Poetry: Excerpts from Countersong to Walt Whitman
Translated from the Spanish by Jonathan Cohen
Poets to come! orators, singers, musicians to come!
Not to-day is to justify me and answer what I am for,
But you, a new brood, native, athletic, continental, greater
than before known,
Arouse! for you must justify me.
* * *
Walt Whitman, a kosmos, of Manhattan the son,
Turbulent, fleshy, sensual, eating, drinking and breeding,
No sentimentalist, no stander above men and women or apart
from them,
No more modest than immodest.
Unscrew the locks from the doors!
Unscrew the doors themselves from their jambs!
Whoever degrades another degrades me,
And whatever is done or said returns at last to me.
Through me the afflatus surging and surging, through me the
current and index.
I speak the password primeval, I give the sign of democracy,
By God!
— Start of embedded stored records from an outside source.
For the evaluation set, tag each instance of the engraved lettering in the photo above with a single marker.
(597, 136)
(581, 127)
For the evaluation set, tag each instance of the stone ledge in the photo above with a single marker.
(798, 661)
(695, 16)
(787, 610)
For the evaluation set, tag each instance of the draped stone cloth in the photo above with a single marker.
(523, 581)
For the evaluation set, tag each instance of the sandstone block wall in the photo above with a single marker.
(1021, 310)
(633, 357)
I will accept nothing which all cannot have their
counterpart of on the same terms.
–Walt Whitman in “Poets to Come” &
“Song of Myself”
________________________________________________
I,
a son of the Caribbean,
Antillean to be exact.
The raw product of a simple
Puerto Rican girl
and a Cuban worker,
born precisely, and poor,
on Quisqueyan soil.
Overflowing with voices,
full of eyes
wide open throughout the islands,
I have come to speak to Walt Whitman,
a kosmos,
of Manhattan the son.
People will ask
Who are you?
I understand.
Nobody had better ask me
who Walt Whitman is.
I would go sob on his white beard.
And yet,
I am going to say again who Walt Whitman is,
a kosmos,
of Manhattan the son.
[Note: Quisqueya is the aboriginal name of Hispaniola, the island divided between Haiti and the Dominican Republic.-J.C.]
1
There once was a virgin wilderness.
Trees and land without deeds or fences.
There once was a perfect wilderness.
Many years ago. Long before the ancestors of our ancestors.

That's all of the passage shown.